Property Permissions Configuration

Global properties are used to manage Eclipse configurations across tenants. Access to viewing and editing global properties is restricted however there are certain scenarios insitution or other roles need access to a specific property. A common use case is where INSTITUTION_ADMIN users needs access to global properties that are specific to the tenants they are accountable for.

Access to properties is controlled by the permissionsConfig attribute on the properties entity.
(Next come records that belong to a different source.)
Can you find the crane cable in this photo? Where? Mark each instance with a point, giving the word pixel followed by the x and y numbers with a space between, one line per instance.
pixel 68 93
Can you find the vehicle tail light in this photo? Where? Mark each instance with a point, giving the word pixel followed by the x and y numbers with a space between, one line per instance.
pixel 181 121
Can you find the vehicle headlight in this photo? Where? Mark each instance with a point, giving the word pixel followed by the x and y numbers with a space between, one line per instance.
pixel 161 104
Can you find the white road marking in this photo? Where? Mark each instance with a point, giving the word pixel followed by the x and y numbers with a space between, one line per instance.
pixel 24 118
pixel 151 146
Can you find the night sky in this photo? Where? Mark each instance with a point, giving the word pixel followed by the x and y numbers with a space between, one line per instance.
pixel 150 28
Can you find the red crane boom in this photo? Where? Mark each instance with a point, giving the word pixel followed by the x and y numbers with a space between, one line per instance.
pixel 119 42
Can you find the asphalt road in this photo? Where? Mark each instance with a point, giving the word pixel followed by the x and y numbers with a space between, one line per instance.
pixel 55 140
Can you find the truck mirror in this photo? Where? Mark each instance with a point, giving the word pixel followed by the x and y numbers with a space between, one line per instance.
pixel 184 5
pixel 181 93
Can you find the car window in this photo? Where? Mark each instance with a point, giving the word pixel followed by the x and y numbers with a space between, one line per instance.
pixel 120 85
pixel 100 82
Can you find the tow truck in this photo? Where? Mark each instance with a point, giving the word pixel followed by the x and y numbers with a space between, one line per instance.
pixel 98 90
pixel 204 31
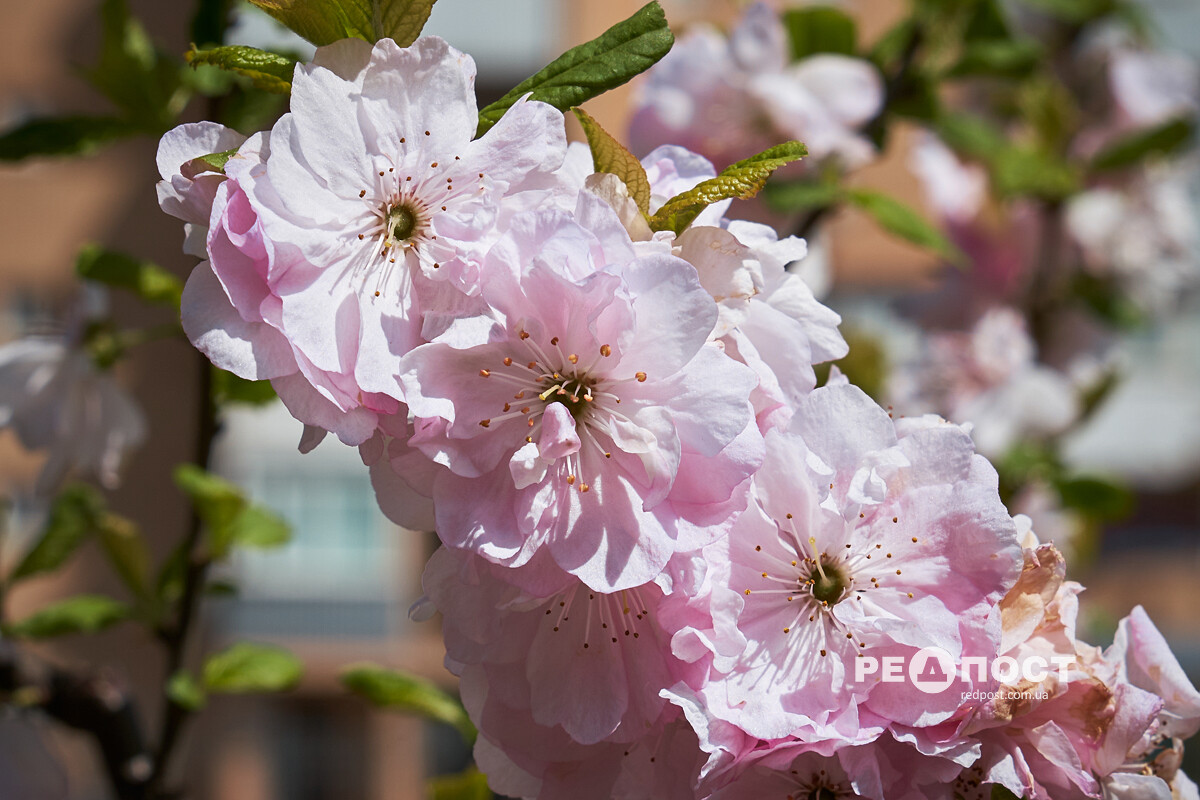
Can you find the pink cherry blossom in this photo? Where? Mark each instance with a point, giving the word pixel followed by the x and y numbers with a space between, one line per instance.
pixel 597 423
pixel 861 543
pixel 731 97
pixel 54 398
pixel 587 662
pixel 352 230
pixel 189 186
pixel 989 378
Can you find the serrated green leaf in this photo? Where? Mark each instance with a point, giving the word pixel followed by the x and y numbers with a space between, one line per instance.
pixel 247 667
pixel 61 136
pixel 741 180
pixel 216 500
pixel 132 73
pixel 324 22
pixel 72 519
pixel 127 552
pixel 185 691
pixel 610 156
pixel 228 388
pixel 468 785
pixel 78 614
pixel 901 221
pixel 397 691
pixel 257 527
pixel 1161 140
pixel 268 71
pixel 624 50
pixel 820 29
pixel 148 281
pixel 216 161
pixel 231 518
pixel 1014 169
pixel 802 196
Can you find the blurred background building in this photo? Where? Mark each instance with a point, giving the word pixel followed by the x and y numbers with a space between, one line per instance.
pixel 340 591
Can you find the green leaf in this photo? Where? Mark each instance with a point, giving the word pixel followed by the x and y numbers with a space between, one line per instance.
pixel 1014 170
pixel 127 552
pixel 185 691
pixel 221 589
pixel 228 388
pixel 624 50
pixel 611 156
pixel 324 22
pixel 468 785
pixel 71 521
pixel 987 22
pixel 78 614
pixel 397 691
pixel 210 20
pixel 1109 301
pixel 257 527
pixel 970 136
pixel 1025 170
pixel 820 29
pixel 893 43
pixel 132 73
pixel 216 161
pixel 901 221
pixel 1073 11
pixel 997 58
pixel 232 519
pixel 1096 497
pixel 268 71
pixel 247 667
pixel 802 196
pixel 148 281
pixel 742 180
pixel 216 500
pixel 61 136
pixel 1163 139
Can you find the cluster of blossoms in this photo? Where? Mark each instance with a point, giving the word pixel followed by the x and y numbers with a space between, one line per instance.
pixel 671 565
pixel 1025 342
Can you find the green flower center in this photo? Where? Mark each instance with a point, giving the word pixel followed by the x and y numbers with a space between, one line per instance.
pixel 401 223
pixel 829 583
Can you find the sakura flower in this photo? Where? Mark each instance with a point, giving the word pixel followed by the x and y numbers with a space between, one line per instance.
pixel 767 317
pixel 988 378
pixel 861 543
pixel 1152 88
pixel 730 97
pixel 352 232
pixel 955 191
pixel 189 186
pixel 597 423
pixel 54 398
pixel 523 759
pixel 1144 239
pixel 587 662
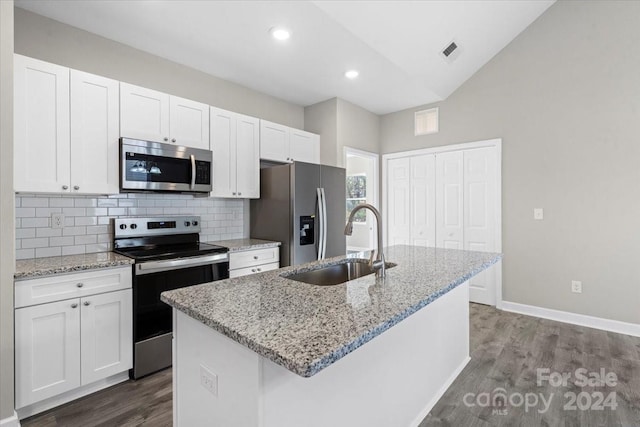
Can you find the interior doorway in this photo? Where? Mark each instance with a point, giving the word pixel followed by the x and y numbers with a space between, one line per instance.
pixel 362 187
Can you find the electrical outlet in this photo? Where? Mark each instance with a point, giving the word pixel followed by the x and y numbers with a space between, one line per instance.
pixel 576 286
pixel 57 220
pixel 209 380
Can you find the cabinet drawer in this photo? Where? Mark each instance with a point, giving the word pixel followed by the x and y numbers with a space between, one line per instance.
pixel 253 270
pixel 73 285
pixel 254 257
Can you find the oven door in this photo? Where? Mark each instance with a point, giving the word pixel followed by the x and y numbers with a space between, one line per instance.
pixel 152 319
pixel 155 166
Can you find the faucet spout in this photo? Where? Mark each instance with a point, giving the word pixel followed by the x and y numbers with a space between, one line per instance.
pixel 378 263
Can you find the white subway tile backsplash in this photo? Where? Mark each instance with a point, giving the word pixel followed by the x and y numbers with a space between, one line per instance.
pixel 88 220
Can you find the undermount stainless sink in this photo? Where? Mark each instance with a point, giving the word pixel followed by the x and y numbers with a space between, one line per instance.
pixel 336 273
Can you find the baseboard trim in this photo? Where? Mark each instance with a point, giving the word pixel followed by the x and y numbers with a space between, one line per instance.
pixel 429 406
pixel 625 328
pixel 11 421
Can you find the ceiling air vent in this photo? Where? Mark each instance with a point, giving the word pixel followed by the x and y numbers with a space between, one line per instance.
pixel 451 52
pixel 426 121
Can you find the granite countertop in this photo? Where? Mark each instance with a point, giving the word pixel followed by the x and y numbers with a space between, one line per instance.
pixel 306 328
pixel 237 245
pixel 40 267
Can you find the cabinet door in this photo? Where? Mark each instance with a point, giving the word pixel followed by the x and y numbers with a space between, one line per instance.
pixel 423 200
pixel 144 113
pixel 274 142
pixel 94 134
pixel 106 335
pixel 189 123
pixel 223 145
pixel 399 201
pixel 304 146
pixel 47 350
pixel 449 200
pixel 41 102
pixel 248 157
pixel 480 206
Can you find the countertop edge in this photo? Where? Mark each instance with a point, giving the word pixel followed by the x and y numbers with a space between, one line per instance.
pixel 314 367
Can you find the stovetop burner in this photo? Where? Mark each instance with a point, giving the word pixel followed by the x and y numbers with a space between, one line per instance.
pixel 146 239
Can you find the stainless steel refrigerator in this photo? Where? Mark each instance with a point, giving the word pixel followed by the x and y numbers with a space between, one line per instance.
pixel 303 206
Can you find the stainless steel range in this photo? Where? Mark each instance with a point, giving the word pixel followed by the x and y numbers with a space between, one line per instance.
pixel 168 255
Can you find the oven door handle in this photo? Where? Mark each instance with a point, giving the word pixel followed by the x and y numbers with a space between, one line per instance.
pixel 193 171
pixel 157 266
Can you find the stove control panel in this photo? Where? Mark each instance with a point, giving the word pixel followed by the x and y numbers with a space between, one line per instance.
pixel 155 226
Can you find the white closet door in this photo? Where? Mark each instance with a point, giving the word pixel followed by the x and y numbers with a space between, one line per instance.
pixel 480 193
pixel 449 200
pixel 399 201
pixel 423 200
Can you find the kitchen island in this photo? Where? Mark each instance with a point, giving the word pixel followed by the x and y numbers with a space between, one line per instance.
pixel 264 350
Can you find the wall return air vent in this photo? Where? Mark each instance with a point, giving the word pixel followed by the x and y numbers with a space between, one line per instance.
pixel 451 52
pixel 426 121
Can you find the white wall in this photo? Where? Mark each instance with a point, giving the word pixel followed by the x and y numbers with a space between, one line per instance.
pixel 55 42
pixel 88 220
pixel 565 98
pixel 7 261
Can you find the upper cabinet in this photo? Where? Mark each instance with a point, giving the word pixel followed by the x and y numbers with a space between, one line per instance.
pixel 155 116
pixel 235 142
pixel 284 144
pixel 66 125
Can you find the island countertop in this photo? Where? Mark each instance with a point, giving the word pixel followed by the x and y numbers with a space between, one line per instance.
pixel 306 328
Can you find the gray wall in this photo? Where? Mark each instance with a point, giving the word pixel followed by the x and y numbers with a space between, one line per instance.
pixel 565 99
pixel 52 41
pixel 7 260
pixel 342 124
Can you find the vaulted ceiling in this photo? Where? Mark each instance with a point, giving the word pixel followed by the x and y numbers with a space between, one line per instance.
pixel 395 45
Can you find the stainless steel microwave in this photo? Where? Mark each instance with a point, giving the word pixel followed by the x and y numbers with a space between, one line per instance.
pixel 155 166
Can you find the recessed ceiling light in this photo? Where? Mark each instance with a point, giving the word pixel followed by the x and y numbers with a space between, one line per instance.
pixel 280 33
pixel 351 74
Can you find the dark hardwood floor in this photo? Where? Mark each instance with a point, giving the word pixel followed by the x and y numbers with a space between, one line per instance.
pixel 506 352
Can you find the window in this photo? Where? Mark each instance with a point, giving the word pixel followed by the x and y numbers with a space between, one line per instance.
pixel 356 194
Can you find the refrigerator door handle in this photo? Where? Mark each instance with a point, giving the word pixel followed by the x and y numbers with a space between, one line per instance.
pixel 320 224
pixel 324 226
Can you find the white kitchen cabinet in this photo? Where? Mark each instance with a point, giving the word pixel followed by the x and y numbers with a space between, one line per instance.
pixel 156 116
pixel 41 122
pixel 94 134
pixel 281 143
pixel 66 130
pixel 72 331
pixel 105 335
pixel 235 142
pixel 252 261
pixel 47 340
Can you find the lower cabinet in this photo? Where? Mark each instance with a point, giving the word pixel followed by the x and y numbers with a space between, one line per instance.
pixel 243 263
pixel 64 345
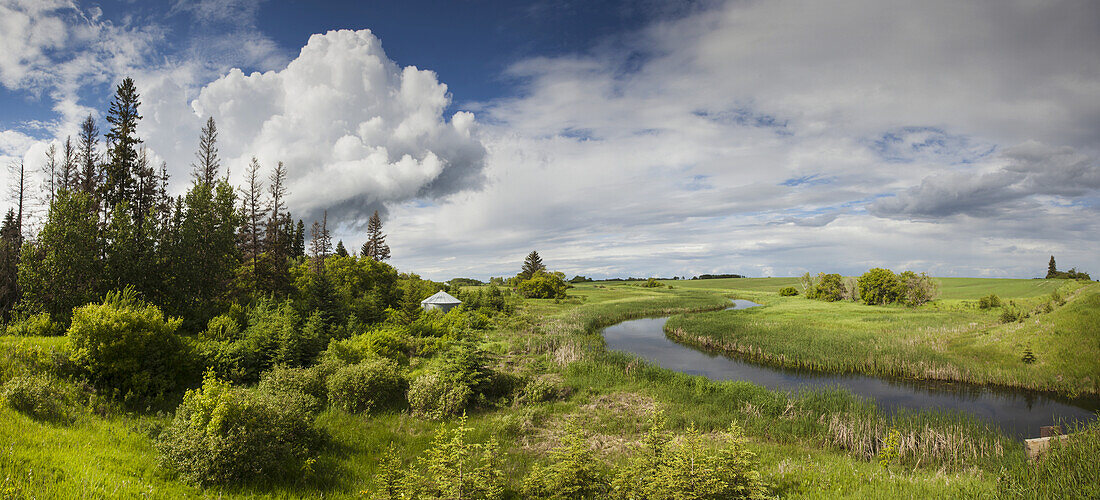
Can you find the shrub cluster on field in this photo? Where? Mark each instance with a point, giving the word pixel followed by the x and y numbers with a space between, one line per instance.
pixel 876 287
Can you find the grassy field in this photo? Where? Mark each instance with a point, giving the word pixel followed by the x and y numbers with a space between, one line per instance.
pixel 812 444
pixel 949 339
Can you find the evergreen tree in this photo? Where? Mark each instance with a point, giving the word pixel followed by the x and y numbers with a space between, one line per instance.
pixel 321 244
pixel 531 265
pixel 122 144
pixel 10 243
pixel 375 246
pixel 67 176
pixel 206 169
pixel 63 269
pixel 253 215
pixel 88 177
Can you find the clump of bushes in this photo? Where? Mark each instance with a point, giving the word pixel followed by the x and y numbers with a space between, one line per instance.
pixel 41 396
pixel 367 386
pixel 223 434
pixel 878 287
pixel 34 325
pixel 301 387
pixel 452 467
pixel 989 301
pixel 660 467
pixel 127 345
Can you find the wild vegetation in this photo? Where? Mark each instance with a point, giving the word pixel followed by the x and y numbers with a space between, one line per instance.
pixel 196 347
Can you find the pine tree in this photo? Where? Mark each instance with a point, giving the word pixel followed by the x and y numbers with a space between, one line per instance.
pixel 67 175
pixel 88 175
pixel 375 246
pixel 299 240
pixel 531 265
pixel 122 144
pixel 253 214
pixel 10 243
pixel 206 169
pixel 321 244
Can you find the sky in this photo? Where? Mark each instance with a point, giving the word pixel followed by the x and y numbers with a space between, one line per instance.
pixel 615 137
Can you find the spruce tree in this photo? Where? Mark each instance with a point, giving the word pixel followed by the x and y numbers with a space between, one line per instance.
pixel 375 246
pixel 122 144
pixel 206 169
pixel 88 177
pixel 531 264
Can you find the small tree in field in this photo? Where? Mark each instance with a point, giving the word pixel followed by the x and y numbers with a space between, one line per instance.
pixel 532 264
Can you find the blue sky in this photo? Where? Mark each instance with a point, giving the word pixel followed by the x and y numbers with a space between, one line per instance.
pixel 767 137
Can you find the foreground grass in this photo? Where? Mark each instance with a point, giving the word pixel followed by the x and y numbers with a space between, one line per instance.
pixel 809 445
pixel 947 340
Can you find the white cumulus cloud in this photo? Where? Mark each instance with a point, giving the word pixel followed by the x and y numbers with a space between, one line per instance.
pixel 354 129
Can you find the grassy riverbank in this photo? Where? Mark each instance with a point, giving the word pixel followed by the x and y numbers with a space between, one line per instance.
pixel 949 339
pixel 807 445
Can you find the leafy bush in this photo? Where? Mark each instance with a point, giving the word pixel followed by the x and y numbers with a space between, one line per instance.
pixel 222 434
pixel 41 396
pixel 989 301
pixel 303 387
pixel 451 467
pixel 127 345
pixel 880 287
pixel 828 288
pixel 692 467
pixel 542 285
pixel 436 396
pixel 389 342
pixel 34 325
pixel 917 289
pixel 369 386
pixel 221 328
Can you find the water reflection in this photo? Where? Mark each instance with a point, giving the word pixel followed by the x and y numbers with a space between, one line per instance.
pixel 1016 412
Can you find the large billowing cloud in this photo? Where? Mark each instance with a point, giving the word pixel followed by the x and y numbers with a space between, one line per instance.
pixel 354 129
pixel 791 135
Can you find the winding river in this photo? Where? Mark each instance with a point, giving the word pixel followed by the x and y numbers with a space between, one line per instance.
pixel 1018 412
This is a text field that defines the roles and positions that can READ, UPDATE or DELETE a property.

UPDATE=GLOBAL_ADMIN,GLOBAL_SUPPORT_L3,TENANT_SYSTEM,INSTITUTION_FINANCE_L3_DTB
READ=GLOBAL_ADMIN,GLOBAL_SUPPORT_L3,TENANT_SYSTEM,INSTITUTION_FINANCE_L3_DTB,CUSTOMER
DELETE=GLOBAL_ADMIN

Note for institution roles the institution name must be included so the config will be specific to that institution.
INSTITUTION_FINANCE_L3_DTB

Typical use cases would be:

1. For certain properties INSTITUTION_ADMIN needs READ, UPDATE and DELETE access to the property - the permissionsConfig for that property should be:

UPDATE=INSTITUTION_ADMIN_DTB
READ=INSTITUTION_ADMIN_DTB 
DELETE=INSTITUTION_ADMIN_DTB

2. Certain properties need to be publicly available and any API calls without a JWT (i.e. anonymous user) should have READ access to the property - the permissionsConfig for that property should be:

READ=ANONYMOUS

3. For certain properties, users with the CUSTOMER role should have READ access to the property - the permissionsConfig for that property should be:

READ=CUSTOMER

4. For certain properties only TENANT_SYSTEM users should have READ access to the property - the permissionsConfig for that property should be:

READ=TENANT_SYSTEM

📘

Note

The permissionsConfig for properties can be viewed and set in the Eclipse Admin Portal but an Ukheshe global administrator needs to first grant access as by default all properties are restricted.